Interviews

Interview with Barbara Albert

Sophie Charlotte Rieger
Sophie Charlotte Rieger

"Supporting women in the film industry means supporting a more diverse cinema"

It’s been five years since Austrian director Barbara Albert presented her last film, „The Dead And the Living“. Now she is back in the festival circuit with her new movie „Mademoiselle Paradis“ that tells the story of the blind 18th century musician Maria Theresia Paradis and her struggle to regain her sight. The film has already been screened at Toronto and San Sebastián, and the German premiere took place at Filmfest Hamburg, where EWA blogger Sophie Charlotte Rieger had the chance to meet with Barbara Albert for an interview.

Is Mademoiselle Paradis a movie about an emancipation process?

Yes, and that’s quite important. The film is about a woman who is not allowed to be who she is and who starts to liberate herself in the course of the story, though the completion of this process is an ambivalent one. In her historical situation she might even have more freedom as a blind woman, because as a sighted, “functioning” woman she would be exposed to a different set of restrictions, as for example the requirement to get married. So the question arises: Was Maria Theresia Paradis aware of this? Did she know that being blind gave her freedom, and access to a private sphere and musical career?

Why did you decide to tell this part of the story that talks about Maria Theresia’s treatment instead of showing her musical career later on in her life?

On the one hand, the movie is based on a novel, which is even more focused on Maria Theresia’s relationship with her doctor, Franz Anton Mesmer, than the movie is. But we really wanted to focus on this woman and her inner coming of age process. On the other hand, this is not only a story about emancipation but also about music and sensations. That was my main interest as a filmmaker: To see and to be seen. Maria Theresia is being looked at, voyeuristically even, but at the same time she is learning to see: What’s it like to have such an innocent view on the world?

Besides being a director you teach at the Konrad Wolf film school in Babelsberg and you are co-founder of the Austrian Film Academy. What is your take on the current state of cinema in general?

There is no way denying the massive changes cinema has undergone within the past 20 years since I started filmmaking. My first feature film “Northern Skirts” attracted a way bigger audience than any new film could do. People increasingly watch movies at home. TV shows get more and more popular. At the same time, there are still movie theaters that see themselves as curated places, more in the sense of a museum. It would be nice if every mid-sized town had a place like this.

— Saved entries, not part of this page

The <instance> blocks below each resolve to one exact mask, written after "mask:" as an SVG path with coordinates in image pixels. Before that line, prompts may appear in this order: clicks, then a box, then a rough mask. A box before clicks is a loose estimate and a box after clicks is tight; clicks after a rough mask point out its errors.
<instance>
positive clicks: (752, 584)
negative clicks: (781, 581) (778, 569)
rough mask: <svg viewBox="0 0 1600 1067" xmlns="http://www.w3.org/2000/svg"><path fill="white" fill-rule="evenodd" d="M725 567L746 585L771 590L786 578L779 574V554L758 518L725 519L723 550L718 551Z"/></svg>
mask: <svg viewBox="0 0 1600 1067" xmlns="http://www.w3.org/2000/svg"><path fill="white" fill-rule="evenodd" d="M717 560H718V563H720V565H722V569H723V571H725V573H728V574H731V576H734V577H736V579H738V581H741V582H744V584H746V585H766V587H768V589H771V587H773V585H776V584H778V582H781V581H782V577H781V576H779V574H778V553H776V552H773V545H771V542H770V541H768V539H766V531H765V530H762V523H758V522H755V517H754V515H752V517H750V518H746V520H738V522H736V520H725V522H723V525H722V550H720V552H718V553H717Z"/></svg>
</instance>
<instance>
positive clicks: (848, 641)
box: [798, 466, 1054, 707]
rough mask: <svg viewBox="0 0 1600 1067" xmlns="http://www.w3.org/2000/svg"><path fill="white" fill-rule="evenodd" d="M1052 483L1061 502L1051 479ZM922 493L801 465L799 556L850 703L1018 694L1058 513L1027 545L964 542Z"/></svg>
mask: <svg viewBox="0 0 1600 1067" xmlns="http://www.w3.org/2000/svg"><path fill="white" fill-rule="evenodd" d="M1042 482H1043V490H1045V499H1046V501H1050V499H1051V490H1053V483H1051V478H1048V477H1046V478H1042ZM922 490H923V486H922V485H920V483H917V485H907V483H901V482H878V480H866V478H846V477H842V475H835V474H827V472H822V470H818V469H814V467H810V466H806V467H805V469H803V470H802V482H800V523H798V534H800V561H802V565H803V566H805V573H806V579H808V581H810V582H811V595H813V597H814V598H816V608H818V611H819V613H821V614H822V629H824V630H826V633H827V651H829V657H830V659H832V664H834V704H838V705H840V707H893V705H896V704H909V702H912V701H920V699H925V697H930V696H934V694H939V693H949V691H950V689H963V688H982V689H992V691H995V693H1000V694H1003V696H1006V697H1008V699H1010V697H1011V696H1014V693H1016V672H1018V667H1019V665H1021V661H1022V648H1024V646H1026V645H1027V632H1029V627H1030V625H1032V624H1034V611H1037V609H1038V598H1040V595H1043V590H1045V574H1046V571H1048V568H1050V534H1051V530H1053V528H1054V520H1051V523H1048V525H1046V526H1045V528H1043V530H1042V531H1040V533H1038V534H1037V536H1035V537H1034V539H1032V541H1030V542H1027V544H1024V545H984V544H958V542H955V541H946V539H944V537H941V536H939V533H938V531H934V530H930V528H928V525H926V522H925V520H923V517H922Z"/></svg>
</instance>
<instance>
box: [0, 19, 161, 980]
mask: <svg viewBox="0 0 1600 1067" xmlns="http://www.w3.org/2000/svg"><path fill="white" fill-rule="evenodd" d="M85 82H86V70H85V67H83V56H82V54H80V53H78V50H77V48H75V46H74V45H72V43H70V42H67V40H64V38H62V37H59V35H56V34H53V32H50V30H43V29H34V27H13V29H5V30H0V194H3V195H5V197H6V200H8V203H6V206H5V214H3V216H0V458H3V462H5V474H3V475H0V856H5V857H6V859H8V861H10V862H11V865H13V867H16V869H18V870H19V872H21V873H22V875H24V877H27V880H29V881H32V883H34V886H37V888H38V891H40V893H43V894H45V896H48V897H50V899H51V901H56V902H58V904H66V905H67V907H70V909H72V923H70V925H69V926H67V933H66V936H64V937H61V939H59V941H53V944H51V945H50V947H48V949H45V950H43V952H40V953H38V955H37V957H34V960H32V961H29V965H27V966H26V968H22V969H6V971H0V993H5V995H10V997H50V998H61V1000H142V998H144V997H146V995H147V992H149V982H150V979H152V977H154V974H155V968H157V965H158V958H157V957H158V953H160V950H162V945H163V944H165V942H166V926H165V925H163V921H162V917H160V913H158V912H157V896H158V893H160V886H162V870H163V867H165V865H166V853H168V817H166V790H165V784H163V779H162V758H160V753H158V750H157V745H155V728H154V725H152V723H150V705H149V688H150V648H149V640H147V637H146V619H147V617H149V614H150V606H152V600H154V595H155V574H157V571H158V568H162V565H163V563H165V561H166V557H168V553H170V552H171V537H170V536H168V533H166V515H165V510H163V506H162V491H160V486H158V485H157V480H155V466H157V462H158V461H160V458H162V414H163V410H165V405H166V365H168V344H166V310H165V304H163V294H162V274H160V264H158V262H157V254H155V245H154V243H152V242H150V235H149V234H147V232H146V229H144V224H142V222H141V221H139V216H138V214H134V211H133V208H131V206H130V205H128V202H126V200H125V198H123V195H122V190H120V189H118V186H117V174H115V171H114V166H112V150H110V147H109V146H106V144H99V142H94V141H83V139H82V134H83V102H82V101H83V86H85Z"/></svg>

The German National Film Fund recently published a list of movie projects to be funded in the near future and there was not a single one with a female director. Is this something that you think about?

Yes, absolutely. I’m in favor of the female directors’ quota, I’m a member of Pro Quote Regie and co-founder of FC Gloria in Austria. At my film school I noticed that less women apply for directing than before, especially in the Bachelor program. This has changed a bit within the past years but I don’t have any theory yet to explain this situation.

What is the situation of female filmmakers like apart from film school?

I just came back from Toronto where a quarter of the movies were directed by women. I’m going to be in London and there it is a third. This is great and also changes the atmosphere of the festival in a positive way. But there are still A-festivals that manage to program only a single female directed film in the competition section, or even none at all. That’s the glass ceiling we are fighting against.

Supporting women in the film industry means supporting a more diverse cinema. Do you agree?

Yes, and at the same time I renounce the “female gaze” when it is defined as something very sensual, for example. I don’t want to represent THE female gaze.

But maybe you want to tell a different kind of story?

Exactly. There is this longing for new heroines and role models that I felt while I was making Mademoiselle Paradis.